Ответ был вполне удовлетворителен: по примеру тому, как это делалось в восточной церкви, он подавал в отставку от кафедры и с титулом патриарха хотел удалиться.
Но боярство восстало, и 20 марта опять собрались во дворец духовные власти и бояре в присутствии царя, и собор определил:
«Когда епископ отречётся от епископии без благословной вины, то по прошествии шести месяцев поставить другого епископа». Кроме того, собор определил, что «Никон должен быть чужд архиерейства, и чести, и священства».
Три раза бояре подносили царю это решение, но он не утверждал его и наконец приказал пригласить на собор трёх греческих святителей, бывших в Москве, и те дали отзыв: «Никто из предшествовавших патриархов не исполнял так строго чин восточной церкви, как он; если же Никон в своём отречении и погрешил как человек, то в догматах православной веры он был благочестивейший и правый; в апостольских же и отеческих преданиях восточной церкви был большой ревнитель».
— Возвращение же возможно, если только он нужен и царь соизволит, — закончили они.

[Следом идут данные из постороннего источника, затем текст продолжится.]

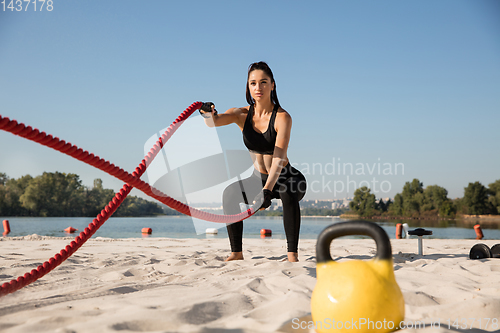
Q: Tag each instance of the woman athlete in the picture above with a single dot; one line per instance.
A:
(266, 132)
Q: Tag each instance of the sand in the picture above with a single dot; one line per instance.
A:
(183, 285)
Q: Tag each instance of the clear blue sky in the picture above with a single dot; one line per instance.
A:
(407, 83)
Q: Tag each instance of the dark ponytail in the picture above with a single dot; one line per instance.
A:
(264, 67)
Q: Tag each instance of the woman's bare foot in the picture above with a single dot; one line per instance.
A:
(293, 256)
(235, 256)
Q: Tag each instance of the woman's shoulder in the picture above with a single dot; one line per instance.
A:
(283, 115)
(239, 110)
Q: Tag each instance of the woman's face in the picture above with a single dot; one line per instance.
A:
(260, 85)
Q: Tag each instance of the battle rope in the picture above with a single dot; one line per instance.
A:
(131, 180)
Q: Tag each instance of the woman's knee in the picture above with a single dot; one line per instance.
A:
(293, 189)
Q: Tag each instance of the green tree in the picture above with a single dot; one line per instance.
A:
(494, 196)
(363, 202)
(476, 199)
(382, 206)
(12, 192)
(412, 197)
(3, 178)
(396, 208)
(447, 209)
(434, 197)
(54, 194)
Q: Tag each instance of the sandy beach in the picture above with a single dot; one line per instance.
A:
(184, 285)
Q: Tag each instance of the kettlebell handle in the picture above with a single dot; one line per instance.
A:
(373, 230)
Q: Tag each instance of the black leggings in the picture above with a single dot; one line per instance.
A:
(290, 188)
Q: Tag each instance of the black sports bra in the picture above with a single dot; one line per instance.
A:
(261, 143)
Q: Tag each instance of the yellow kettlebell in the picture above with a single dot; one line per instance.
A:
(356, 296)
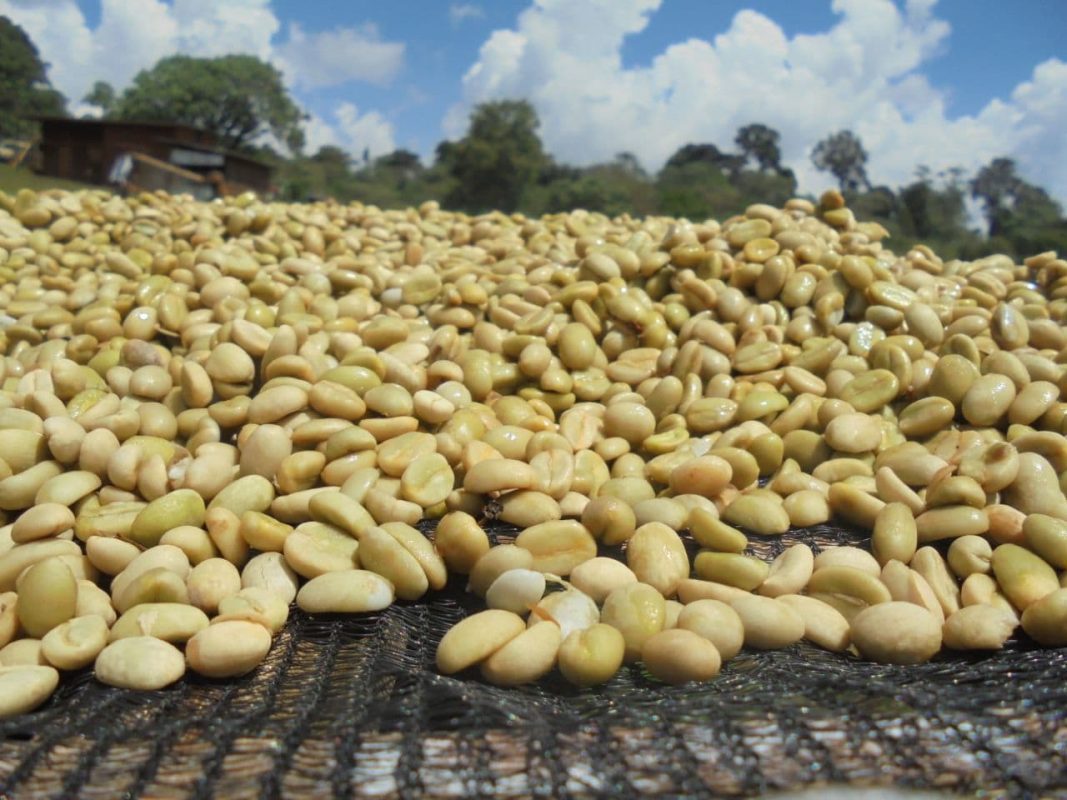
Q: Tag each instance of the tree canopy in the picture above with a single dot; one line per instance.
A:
(25, 91)
(239, 98)
(842, 155)
(760, 143)
(497, 159)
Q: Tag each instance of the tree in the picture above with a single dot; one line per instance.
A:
(996, 186)
(705, 154)
(332, 156)
(239, 98)
(102, 95)
(842, 154)
(25, 91)
(760, 143)
(498, 159)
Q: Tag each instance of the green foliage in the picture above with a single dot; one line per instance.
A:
(238, 97)
(498, 159)
(842, 155)
(760, 144)
(25, 91)
(1018, 212)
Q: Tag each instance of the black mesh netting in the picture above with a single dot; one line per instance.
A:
(354, 707)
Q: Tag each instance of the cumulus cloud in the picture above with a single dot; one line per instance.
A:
(367, 132)
(339, 56)
(864, 74)
(133, 34)
(459, 13)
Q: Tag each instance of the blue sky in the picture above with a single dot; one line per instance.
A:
(940, 82)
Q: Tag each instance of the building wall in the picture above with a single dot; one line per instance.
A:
(76, 150)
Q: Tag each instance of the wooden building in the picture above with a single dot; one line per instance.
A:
(89, 150)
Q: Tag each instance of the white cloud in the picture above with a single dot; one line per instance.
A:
(353, 131)
(134, 34)
(339, 56)
(864, 73)
(459, 13)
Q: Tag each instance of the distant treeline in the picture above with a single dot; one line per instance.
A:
(502, 164)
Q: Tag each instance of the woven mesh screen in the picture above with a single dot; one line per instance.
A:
(353, 707)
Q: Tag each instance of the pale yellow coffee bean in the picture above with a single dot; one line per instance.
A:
(768, 624)
(637, 611)
(988, 399)
(950, 522)
(516, 591)
(22, 653)
(92, 600)
(711, 532)
(264, 532)
(732, 569)
(847, 556)
(1046, 620)
(896, 633)
(527, 508)
(460, 541)
(854, 433)
(76, 642)
(227, 649)
(823, 624)
(592, 656)
(14, 561)
(110, 556)
(969, 555)
(1023, 576)
(525, 658)
(180, 507)
(256, 605)
(42, 521)
(714, 621)
(26, 687)
(571, 609)
(790, 572)
(499, 475)
(1047, 537)
(476, 638)
(934, 569)
(341, 511)
(210, 581)
(705, 476)
(381, 553)
(680, 656)
(315, 548)
(269, 571)
(657, 557)
(141, 662)
(895, 534)
(759, 513)
(807, 508)
(427, 480)
(249, 493)
(172, 622)
(558, 546)
(854, 506)
(609, 520)
(978, 627)
(158, 585)
(47, 596)
(600, 576)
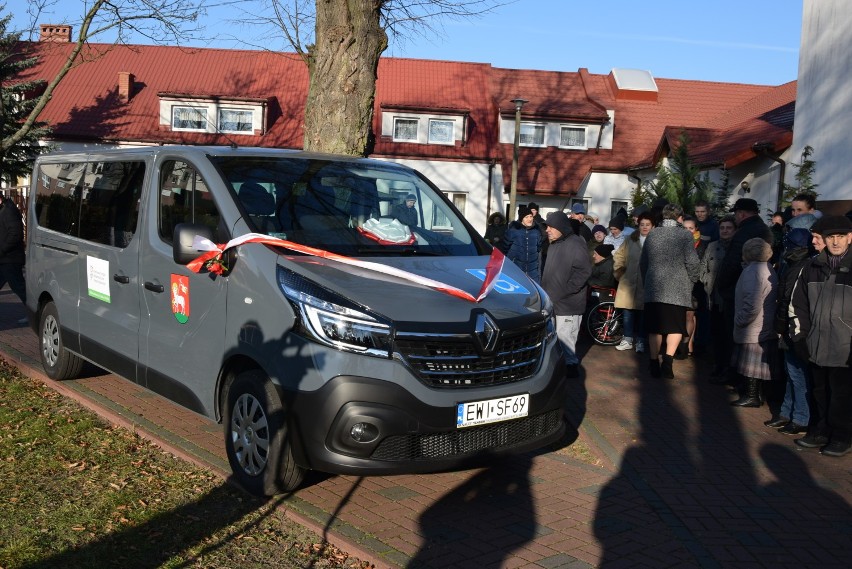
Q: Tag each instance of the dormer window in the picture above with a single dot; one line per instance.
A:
(405, 129)
(189, 118)
(236, 121)
(572, 137)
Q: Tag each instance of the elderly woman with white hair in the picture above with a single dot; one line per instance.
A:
(755, 354)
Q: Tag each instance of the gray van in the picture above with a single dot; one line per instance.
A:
(334, 334)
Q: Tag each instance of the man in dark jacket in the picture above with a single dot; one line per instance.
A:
(749, 225)
(564, 280)
(822, 307)
(12, 248)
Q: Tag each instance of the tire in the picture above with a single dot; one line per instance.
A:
(58, 363)
(256, 439)
(605, 323)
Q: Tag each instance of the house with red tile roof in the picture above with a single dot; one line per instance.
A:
(583, 137)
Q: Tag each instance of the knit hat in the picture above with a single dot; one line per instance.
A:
(805, 221)
(559, 221)
(604, 250)
(834, 225)
(797, 238)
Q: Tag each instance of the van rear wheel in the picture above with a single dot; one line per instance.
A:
(58, 362)
(256, 440)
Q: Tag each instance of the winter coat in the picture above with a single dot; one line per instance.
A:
(710, 263)
(822, 307)
(731, 265)
(523, 245)
(669, 265)
(631, 289)
(11, 233)
(602, 274)
(566, 273)
(755, 296)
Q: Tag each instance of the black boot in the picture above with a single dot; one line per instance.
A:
(751, 395)
(654, 367)
(666, 367)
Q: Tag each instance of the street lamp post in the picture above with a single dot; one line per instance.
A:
(513, 191)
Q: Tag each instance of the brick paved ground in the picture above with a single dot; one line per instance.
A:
(686, 481)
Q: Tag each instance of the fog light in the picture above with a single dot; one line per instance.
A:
(364, 432)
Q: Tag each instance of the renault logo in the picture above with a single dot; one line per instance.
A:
(486, 332)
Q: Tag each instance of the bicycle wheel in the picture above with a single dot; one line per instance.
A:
(605, 324)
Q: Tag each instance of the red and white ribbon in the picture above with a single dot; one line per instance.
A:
(213, 251)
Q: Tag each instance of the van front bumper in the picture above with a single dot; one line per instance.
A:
(412, 436)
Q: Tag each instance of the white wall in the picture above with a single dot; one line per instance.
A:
(823, 98)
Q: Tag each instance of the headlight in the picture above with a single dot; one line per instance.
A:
(547, 312)
(332, 320)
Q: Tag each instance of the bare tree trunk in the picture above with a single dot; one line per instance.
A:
(343, 65)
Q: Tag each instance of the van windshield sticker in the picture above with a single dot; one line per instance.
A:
(503, 285)
(180, 298)
(97, 278)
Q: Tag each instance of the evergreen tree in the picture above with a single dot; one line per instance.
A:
(15, 106)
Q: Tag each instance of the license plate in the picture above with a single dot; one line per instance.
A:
(493, 410)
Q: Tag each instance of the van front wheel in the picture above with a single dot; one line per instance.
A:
(256, 436)
(58, 362)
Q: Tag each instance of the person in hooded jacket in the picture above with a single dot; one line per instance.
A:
(565, 280)
(794, 415)
(523, 243)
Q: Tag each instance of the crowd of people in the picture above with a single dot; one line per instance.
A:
(769, 304)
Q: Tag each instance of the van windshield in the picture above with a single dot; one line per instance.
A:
(349, 208)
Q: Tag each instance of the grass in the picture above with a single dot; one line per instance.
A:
(77, 492)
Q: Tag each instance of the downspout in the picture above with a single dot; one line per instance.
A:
(764, 149)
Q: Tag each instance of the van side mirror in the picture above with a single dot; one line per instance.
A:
(182, 250)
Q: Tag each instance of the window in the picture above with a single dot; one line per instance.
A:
(617, 205)
(532, 134)
(405, 130)
(185, 198)
(189, 118)
(234, 120)
(572, 137)
(441, 131)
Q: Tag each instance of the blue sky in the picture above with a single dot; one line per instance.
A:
(740, 41)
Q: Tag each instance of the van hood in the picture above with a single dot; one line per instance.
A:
(400, 300)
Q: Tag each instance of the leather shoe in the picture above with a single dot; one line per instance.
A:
(836, 448)
(776, 422)
(792, 428)
(812, 441)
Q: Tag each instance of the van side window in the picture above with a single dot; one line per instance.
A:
(185, 198)
(110, 201)
(58, 190)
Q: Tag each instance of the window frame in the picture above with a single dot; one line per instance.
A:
(452, 131)
(582, 128)
(414, 120)
(220, 122)
(536, 127)
(195, 108)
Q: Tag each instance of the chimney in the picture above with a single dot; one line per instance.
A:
(55, 32)
(125, 85)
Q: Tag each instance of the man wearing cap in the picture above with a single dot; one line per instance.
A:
(822, 334)
(565, 275)
(406, 212)
(749, 225)
(578, 212)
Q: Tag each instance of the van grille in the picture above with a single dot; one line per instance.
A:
(454, 361)
(495, 436)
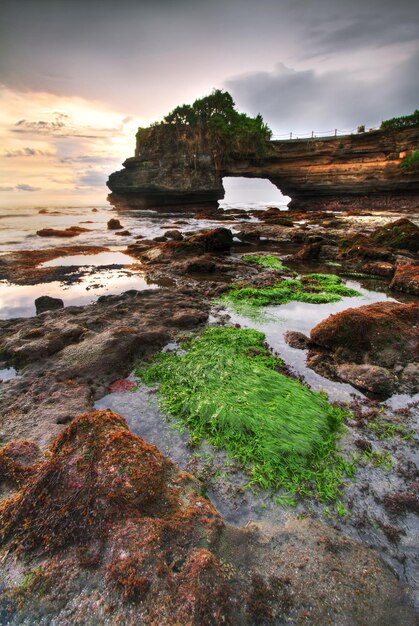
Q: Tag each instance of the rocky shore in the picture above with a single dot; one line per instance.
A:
(97, 526)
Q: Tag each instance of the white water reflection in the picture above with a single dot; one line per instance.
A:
(303, 317)
(252, 193)
(18, 300)
(7, 374)
(90, 260)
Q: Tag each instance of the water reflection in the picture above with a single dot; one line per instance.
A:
(302, 317)
(91, 260)
(18, 300)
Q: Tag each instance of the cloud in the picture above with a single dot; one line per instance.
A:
(20, 187)
(23, 187)
(302, 101)
(93, 179)
(27, 152)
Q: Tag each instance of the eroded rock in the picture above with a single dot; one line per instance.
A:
(120, 535)
(369, 346)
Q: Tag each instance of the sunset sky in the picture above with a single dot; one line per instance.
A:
(77, 77)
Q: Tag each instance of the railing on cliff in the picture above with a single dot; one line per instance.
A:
(328, 134)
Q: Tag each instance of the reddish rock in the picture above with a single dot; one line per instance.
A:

Но собор этот едва ли мог быть признан действительным в отношении Никона: по обычаю церкви восточной, экзархи и патриархи должны были быть судимы собором, на котором присутствовали бы все митрополиты подчинённой им области и ближайшие экзархи и патриархи. Притом, по каноническим правилам, требовалось единогласие приговора. Но мы видим, что на соборе не были все митрополиты, входившие тогда в московское патриаршество, как, например, не было киевского; притом протест греческих митрополитов был достаточен, чтобы остановить действие приговора. Но Епифанию Славенецкому приказано было составить приговор.
И поручение это, и личное расположение Епифания к Никону вызвали в почтенном этом старце неудовольствие, но нечего было делать: приказание собора он обязан был исполнить.
Вышел он из Успенского собора, где было собрание это, и собирался сесть в свою повозочку, чтобы ехать в Андреевский свой монастырь, как услышал голос Зюзина.
— Отец Епифаний, куда торопишься?.. Чай, сильно устал? Ты бы лучше ко мне пожаловал, хлеба-соли откушал и переночевал бы.
— Благодарствую, боярин, с государевым делом.
— Оно-то так... да ведь вечер на дворе... а ты устамши... Завтра до света уедешь.
Приглашение было радушное и соблазнительное, притом боярин считался из друзей Никона, и хотелось Епифанию, как говорится, отвести душу.
Объявил своё согласие Епифаний, и оба, усевшись на повозку его, тронулись в путь.
— Да ты ж, боярин, откелева? — обратился к нему Епифаний.
— Да вот сновал всё вокруг да около Успения... а дьячок мне передавал, что там у вас баяли, — произнёс он, понизив голос.
— Чудеса творились, — вздохнул Епифаний. — На собор больше бояр пустили, чем святителей, и как кто заикнётся о Никоне, закричат... заплюют... аль застенком грозят... Да и сам-то царь уж очень принижен и рта не может раскрыть.
В такой беседе они доехали до хором Зюзина.
Боярин ввёл святителя в свой дом и направился через обширные палаты в уединённую комнату.
— Здесь, — сказал он, — мы повечеряем, отец Епифаний... Потом тебе сделают здесь постель, тебе и будет в этой келии спокойно.